Timothy Ronald Dilaporkan Polisi: Investor Muda Disorot karena Kasus Dugaan Penipuan Kripto
Timothy Ronald Dilaporkan Polisi : Investor Muda Disorot karena Kasus Dugaan Penipuan Kripto-@viralindulu-X
Keduanya dilaporkan atas dugaan pelanggaran Undang-undang Informasi dan Transaksi Elektronik, Undang-undang Transfer Dana, serta beberapa pasal dalam Kitab Undang-undang Hukum Pidana.
Informasi mengenai laporan ini juga beredar di media sosial.
Melalui unggahan akun Instagram @skyholic888, disebutkan bahwa laporan tersebut dilayangkan oleh sejumlah anggota Akademi Crypto, sebuah komunitas yang didirikan Timothy Ronald bersama Kalimasada.
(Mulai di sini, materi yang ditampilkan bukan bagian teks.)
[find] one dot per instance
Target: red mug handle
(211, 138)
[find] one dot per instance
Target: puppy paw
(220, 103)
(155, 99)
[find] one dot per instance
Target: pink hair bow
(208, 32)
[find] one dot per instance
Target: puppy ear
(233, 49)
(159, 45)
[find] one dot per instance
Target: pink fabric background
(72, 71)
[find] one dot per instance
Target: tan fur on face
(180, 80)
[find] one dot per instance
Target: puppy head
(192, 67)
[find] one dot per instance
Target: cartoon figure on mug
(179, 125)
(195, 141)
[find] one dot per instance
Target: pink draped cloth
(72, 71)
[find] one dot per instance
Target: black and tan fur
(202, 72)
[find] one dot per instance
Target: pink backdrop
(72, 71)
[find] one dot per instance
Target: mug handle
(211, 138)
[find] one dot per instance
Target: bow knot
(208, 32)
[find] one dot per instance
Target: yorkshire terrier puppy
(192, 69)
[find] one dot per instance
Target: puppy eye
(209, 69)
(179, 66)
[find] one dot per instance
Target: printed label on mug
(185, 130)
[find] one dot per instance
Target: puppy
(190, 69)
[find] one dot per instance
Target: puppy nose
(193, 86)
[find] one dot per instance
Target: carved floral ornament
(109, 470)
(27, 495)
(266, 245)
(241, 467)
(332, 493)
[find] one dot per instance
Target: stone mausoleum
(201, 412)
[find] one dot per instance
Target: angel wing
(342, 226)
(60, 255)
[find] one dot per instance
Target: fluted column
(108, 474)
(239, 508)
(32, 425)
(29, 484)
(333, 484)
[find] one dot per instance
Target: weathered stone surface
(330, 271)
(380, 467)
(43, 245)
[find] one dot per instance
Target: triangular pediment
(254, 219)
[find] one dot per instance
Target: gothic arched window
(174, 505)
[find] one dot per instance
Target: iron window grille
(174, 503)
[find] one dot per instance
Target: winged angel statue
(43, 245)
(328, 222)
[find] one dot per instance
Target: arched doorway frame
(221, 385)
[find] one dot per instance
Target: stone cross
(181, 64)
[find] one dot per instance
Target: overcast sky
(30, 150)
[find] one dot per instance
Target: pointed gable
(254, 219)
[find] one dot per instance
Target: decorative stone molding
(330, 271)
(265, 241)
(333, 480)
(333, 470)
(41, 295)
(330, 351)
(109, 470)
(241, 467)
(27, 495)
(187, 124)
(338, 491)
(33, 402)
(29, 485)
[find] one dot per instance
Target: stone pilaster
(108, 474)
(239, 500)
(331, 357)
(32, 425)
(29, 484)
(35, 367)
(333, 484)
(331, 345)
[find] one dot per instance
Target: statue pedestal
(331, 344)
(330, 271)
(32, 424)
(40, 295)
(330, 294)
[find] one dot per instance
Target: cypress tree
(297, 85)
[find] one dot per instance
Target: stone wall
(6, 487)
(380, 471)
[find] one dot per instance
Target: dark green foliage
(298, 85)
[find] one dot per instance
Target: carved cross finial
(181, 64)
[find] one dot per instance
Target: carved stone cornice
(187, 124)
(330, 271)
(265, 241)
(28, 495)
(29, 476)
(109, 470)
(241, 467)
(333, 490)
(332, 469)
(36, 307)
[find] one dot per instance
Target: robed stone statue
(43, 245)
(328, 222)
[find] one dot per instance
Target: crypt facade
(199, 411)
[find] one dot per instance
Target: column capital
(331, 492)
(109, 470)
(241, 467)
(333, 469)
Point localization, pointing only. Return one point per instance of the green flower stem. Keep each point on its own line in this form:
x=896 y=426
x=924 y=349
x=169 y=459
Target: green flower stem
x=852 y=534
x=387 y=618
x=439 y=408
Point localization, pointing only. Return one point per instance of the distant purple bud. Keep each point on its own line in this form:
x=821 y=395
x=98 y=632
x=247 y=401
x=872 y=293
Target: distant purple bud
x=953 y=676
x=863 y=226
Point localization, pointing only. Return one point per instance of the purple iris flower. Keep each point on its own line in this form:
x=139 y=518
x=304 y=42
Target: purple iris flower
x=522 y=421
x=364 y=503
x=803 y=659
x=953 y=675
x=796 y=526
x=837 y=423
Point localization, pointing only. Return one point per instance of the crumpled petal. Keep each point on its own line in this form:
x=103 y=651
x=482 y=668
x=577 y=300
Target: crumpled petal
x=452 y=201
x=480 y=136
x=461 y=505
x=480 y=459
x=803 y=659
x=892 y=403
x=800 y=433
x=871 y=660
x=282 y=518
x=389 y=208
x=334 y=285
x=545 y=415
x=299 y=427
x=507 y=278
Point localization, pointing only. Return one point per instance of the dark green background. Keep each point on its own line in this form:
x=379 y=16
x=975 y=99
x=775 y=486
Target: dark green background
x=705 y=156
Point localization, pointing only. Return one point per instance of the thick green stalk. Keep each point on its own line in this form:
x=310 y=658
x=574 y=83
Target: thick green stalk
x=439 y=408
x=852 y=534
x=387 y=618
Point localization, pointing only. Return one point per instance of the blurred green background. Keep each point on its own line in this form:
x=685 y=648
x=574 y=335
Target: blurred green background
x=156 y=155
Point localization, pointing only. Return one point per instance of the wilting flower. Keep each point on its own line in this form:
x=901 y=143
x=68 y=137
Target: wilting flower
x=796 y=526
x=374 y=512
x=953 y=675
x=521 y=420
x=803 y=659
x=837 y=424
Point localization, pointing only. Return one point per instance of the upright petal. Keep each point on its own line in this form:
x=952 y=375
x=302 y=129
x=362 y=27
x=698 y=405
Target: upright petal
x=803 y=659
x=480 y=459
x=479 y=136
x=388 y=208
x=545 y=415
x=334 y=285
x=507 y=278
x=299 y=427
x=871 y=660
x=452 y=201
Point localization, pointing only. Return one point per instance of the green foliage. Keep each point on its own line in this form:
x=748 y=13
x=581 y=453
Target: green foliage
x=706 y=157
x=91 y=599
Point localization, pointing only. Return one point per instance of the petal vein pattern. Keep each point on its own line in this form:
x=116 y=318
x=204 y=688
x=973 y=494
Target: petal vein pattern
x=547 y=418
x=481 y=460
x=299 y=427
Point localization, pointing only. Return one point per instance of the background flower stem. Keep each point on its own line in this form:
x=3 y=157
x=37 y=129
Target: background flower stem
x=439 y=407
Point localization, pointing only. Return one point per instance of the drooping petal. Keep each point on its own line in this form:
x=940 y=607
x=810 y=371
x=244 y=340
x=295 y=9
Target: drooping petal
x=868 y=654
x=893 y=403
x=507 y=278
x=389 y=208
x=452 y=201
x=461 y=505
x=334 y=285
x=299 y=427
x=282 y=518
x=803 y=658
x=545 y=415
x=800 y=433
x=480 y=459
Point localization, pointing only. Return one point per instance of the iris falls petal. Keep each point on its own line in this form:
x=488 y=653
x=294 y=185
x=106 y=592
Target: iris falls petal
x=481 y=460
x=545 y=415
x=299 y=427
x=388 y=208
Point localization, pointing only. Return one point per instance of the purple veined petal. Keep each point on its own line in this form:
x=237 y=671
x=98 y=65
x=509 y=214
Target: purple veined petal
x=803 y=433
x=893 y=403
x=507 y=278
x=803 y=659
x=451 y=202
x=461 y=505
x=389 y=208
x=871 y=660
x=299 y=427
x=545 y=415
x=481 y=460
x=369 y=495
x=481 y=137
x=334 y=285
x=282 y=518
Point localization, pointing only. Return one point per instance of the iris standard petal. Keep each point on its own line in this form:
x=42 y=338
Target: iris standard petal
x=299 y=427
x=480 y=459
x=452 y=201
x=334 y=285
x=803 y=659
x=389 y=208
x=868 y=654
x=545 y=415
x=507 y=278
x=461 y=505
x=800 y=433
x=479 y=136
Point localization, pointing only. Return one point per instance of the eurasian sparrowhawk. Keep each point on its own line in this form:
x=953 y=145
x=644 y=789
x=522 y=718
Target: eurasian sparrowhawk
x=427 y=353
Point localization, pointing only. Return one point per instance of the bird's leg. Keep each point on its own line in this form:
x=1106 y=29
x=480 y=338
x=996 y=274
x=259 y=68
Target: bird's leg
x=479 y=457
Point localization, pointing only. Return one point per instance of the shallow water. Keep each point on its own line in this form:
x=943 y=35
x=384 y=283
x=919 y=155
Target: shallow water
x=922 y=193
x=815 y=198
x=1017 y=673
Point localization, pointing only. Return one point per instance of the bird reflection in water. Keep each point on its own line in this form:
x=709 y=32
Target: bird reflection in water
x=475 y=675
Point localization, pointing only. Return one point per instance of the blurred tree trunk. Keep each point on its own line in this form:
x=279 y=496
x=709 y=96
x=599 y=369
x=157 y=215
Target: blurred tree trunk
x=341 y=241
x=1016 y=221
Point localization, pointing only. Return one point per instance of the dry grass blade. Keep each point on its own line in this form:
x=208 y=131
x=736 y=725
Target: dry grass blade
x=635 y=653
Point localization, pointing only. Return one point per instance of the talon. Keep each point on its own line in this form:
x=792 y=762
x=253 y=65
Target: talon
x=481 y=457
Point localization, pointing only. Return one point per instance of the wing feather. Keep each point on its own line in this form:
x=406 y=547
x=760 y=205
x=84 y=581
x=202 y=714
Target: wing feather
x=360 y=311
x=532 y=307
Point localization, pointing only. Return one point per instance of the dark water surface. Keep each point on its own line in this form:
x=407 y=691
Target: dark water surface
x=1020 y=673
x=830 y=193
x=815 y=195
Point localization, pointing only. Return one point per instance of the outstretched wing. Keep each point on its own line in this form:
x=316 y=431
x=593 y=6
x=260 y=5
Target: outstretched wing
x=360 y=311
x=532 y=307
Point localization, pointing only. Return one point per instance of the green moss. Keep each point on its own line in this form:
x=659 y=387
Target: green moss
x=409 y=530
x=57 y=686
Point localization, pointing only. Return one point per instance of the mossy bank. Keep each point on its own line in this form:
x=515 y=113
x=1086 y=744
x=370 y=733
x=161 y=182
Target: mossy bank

Dalam unggahan itu, Timothy dan rekannya dituding mengajak para anggota berinvestasi di sejumlah aset kripto yang diduga digunakan untuk kepentingan pribadi.
Akun tersebut mengklaim jumlah korban mencapai sekitar 3.500 orang dengan estimasi kerugian lebih dari Rp200 miliar.
Disebutkan pula bahwa sebagian korban sempat merasa takut untuk melapor karena adanya dugaan ancaman.
Namun, para korban akhirnya membentuk kelompok dan secara bersama-sama mendatangi pihak kepolisian.
Unggahan itu juga menyertakan foto lembar laporan resmi dari Polda Metro Jaya sebagai bukti.
Sebelum kasus ini mencuat, Timothy Ronald dikenal luas sebagai investor muda yang aktif di pasar modal.
Namanya sempat menjadi perbincangan setelah diketahui membeli sekitar 11 juta lembar saham PT Bank Central Asia Tbk (BBCA).
Langkah tersebut membuatnya dijuluki oleh sebagian pihak sebagai “The Next Warren Buffett Indonesia”.
“Investasi bukan hanya soal mengejar keuntungan cepat. Bagi saya, Investasi adalah tentang kesabaran dan disiplin jangka panjang. Jika hasilnya keuntungan, maka itu buah dari prinsip yang dijalankan konsisten,” kata Timothy, dikutip dari Antara, Rabu 27 Agustus 2025.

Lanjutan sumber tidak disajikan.